Facebook apologizes for blocking Steubenville’s ad
San Damiano cross. Damian Entwistle
CATHOLIC NEWS AGENCY
April 6, 2018
Facebook has apologized for what it called a “mistake” in rejecting a theology ad from Franciscan University of Steubenville, on the grounds that an image of the cross was too violent and sensational.
“Your image, video thumbnail or video can’t contain shocking, sensational, or excessively violent content,” was Facebook’s response, according Tom Crowe, web communications director for Franciscan University of Steubenville.
Used to promote Steubenville’s master’s programs in theology, catechetics, and evangelization, the image was of the San Damiano Cross, a 12th century cross most commonly associated with the university’s patron, Saint Francis of Assisi.
On Monday, a Facebook spokesperson apologized for the error, stating “sometimes we make mistakes.”
“This image does not violate our ad policies. We apologize for the error and have already let the advertiser know we approved their ad,” the spokesperson continued.
Since other ads with this image have been approved, Crowe told Fox News it was likely that this was not “systemic religious bigotry” but a one-off mistake, possibly from a low-level Facebook employee with a grudge against Christianity.
“Facebook approved other ads with the exact same image, which again leads me to believe it wasn’t an algorithm, but was a low-level staffer who skims many, many ads and just had something personal against this one,” he said.
Crowe was never given the exact reason behind the error, but the mistake did spur him to write a reflection on the culture’s view of the cross and its rejection of Christ.
“The San Damiano Cross. Jesus in glory, reigning from his cruciform throne. This is what the monitors at Facebook consider excessively violent, sensational, and shocking,” he wrote in an article on the university’s website, titled “He was Rejected.”

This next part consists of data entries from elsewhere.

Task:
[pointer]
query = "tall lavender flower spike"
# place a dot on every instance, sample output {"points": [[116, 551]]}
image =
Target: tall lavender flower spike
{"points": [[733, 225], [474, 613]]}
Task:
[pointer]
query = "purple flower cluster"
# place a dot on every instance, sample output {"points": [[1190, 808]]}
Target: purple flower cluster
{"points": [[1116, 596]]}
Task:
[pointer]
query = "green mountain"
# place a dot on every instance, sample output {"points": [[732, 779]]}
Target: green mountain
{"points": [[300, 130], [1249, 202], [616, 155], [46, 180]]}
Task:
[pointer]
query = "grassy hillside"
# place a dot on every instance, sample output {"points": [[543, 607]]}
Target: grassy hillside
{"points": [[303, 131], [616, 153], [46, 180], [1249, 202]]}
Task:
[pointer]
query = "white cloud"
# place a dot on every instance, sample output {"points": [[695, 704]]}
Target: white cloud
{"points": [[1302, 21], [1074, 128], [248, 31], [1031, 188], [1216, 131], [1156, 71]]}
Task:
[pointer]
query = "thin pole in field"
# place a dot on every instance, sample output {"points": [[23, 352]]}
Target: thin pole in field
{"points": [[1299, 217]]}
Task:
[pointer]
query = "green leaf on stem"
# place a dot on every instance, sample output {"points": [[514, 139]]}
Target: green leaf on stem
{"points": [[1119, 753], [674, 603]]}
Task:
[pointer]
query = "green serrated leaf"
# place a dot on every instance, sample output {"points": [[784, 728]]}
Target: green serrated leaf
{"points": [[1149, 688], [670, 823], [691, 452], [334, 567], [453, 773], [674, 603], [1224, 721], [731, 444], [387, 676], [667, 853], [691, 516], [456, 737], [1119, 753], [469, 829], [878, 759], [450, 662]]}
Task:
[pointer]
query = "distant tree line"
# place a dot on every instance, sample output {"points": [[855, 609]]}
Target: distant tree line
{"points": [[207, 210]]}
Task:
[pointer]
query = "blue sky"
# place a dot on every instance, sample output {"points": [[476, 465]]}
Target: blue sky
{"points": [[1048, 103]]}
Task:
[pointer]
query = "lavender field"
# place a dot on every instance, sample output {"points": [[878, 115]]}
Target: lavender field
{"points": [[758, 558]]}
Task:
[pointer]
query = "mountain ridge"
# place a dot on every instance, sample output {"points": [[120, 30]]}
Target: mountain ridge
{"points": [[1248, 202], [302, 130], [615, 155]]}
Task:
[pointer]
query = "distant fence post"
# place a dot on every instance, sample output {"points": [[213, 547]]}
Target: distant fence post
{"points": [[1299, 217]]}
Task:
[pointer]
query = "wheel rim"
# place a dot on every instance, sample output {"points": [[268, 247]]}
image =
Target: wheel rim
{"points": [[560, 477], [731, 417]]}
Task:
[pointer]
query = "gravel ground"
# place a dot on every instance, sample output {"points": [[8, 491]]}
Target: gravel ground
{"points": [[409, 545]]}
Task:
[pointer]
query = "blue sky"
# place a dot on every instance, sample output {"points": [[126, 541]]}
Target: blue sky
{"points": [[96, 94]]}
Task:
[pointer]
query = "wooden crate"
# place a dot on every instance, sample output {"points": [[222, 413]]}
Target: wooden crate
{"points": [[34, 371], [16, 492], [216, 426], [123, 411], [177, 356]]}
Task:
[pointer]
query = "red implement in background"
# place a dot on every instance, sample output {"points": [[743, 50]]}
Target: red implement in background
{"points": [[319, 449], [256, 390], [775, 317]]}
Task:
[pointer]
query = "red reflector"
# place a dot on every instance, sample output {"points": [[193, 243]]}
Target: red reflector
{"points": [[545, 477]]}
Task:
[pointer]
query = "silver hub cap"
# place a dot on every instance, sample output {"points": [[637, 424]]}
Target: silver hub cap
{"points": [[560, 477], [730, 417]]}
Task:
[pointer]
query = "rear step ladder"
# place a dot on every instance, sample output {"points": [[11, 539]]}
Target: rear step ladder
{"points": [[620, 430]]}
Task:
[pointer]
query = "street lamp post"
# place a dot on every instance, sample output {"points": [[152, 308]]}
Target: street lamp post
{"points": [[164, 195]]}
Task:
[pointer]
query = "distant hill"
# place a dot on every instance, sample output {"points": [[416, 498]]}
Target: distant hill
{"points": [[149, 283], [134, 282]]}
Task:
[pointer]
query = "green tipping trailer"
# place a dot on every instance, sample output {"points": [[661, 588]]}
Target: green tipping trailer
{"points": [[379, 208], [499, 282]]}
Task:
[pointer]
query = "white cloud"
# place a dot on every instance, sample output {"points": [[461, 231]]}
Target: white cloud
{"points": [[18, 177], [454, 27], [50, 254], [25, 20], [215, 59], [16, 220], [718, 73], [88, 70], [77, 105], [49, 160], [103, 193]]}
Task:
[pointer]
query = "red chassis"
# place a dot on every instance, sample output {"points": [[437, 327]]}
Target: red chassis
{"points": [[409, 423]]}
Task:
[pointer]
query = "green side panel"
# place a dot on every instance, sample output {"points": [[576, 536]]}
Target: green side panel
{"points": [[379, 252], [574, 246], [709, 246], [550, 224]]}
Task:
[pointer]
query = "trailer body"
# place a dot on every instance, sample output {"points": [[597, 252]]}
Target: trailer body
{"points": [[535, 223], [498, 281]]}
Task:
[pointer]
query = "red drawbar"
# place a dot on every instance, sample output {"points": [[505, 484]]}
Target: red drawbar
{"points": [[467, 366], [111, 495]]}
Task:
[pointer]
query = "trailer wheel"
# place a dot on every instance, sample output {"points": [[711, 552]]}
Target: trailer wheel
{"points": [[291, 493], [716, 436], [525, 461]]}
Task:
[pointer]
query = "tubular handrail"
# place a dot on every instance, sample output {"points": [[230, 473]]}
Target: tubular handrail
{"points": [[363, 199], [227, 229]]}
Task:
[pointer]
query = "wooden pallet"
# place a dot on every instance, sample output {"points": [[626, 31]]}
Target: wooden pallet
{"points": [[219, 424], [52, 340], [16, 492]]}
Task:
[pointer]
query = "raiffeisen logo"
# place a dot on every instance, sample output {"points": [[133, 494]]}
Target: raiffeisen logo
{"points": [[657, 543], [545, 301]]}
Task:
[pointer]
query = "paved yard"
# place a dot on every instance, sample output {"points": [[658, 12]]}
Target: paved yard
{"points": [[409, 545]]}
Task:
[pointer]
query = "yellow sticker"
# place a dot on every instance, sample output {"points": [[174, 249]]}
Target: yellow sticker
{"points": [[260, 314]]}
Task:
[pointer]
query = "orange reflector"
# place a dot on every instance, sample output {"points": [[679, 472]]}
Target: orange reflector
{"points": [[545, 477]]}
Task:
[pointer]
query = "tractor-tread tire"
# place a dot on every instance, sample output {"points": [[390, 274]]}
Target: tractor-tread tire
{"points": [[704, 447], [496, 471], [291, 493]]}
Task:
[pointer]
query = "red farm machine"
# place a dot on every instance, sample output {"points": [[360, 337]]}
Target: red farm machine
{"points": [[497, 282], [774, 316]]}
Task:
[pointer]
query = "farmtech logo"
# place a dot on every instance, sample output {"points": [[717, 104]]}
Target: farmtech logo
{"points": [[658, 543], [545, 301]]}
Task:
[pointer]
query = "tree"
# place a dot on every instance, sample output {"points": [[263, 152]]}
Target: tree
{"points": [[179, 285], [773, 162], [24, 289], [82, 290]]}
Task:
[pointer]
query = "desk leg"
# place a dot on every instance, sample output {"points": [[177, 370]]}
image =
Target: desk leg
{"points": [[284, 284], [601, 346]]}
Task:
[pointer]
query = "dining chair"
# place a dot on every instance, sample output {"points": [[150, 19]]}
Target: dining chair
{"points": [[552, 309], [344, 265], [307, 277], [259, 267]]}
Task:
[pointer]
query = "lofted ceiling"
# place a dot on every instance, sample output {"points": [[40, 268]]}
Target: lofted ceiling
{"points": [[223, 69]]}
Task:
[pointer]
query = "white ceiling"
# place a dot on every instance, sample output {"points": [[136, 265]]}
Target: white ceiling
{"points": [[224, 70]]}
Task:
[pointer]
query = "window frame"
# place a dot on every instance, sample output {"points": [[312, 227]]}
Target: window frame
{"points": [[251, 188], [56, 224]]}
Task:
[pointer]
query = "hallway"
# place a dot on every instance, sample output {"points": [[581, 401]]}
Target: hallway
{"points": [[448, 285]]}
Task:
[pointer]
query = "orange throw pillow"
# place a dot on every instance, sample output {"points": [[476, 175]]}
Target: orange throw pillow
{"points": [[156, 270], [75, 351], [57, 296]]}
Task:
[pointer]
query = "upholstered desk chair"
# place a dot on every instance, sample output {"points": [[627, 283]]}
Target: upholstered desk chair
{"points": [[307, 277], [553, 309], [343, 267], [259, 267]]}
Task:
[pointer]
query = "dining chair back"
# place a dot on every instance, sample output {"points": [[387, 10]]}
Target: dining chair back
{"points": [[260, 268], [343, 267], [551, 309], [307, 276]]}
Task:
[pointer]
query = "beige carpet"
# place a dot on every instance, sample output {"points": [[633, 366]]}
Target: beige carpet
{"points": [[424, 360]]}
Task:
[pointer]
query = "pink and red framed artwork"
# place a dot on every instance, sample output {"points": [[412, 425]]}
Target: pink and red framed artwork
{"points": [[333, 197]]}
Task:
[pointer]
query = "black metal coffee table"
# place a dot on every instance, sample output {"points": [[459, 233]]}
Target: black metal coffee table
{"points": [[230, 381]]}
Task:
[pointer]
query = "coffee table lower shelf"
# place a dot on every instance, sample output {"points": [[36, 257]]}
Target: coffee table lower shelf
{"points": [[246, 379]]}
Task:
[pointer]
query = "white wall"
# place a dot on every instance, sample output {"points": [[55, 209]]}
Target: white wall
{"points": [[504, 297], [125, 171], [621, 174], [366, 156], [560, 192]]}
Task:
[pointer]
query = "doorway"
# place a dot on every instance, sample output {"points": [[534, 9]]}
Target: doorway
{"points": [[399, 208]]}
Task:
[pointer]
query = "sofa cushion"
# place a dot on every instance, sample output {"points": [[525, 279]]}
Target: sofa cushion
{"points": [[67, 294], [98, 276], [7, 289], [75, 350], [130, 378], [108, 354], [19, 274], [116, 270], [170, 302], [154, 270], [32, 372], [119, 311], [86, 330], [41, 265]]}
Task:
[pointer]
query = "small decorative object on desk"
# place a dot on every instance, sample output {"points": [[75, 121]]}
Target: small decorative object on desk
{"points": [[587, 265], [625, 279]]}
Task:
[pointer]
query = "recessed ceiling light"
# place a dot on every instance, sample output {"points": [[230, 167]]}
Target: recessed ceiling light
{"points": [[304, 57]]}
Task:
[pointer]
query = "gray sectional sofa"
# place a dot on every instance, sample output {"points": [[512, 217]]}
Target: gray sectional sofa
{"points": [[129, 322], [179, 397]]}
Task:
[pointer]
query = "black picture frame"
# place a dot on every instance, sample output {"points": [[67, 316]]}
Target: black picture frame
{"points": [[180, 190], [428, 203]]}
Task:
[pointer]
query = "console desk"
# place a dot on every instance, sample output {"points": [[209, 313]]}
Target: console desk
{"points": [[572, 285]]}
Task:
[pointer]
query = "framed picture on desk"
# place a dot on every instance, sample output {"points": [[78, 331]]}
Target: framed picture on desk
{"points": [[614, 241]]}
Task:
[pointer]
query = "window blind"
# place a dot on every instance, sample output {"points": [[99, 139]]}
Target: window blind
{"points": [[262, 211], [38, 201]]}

“And indeed, the Crucifixion of Christ was all of those things. It was the most sensational action in history: man executed his God.”
However, Crowe said, the violence only emphasizes Christ’s love for humanity.
“It was not the nails that held Jesus to the cross: he was God, he could have descended from the Cross at any moment,” said Crowe, quoting Catholic author Fr. Mike Schmitz.
“No, it was love that kept him there. Love for you and for me, that we might not be eternally condemned for our sins but might have life eternal with him and his Father in heaven.”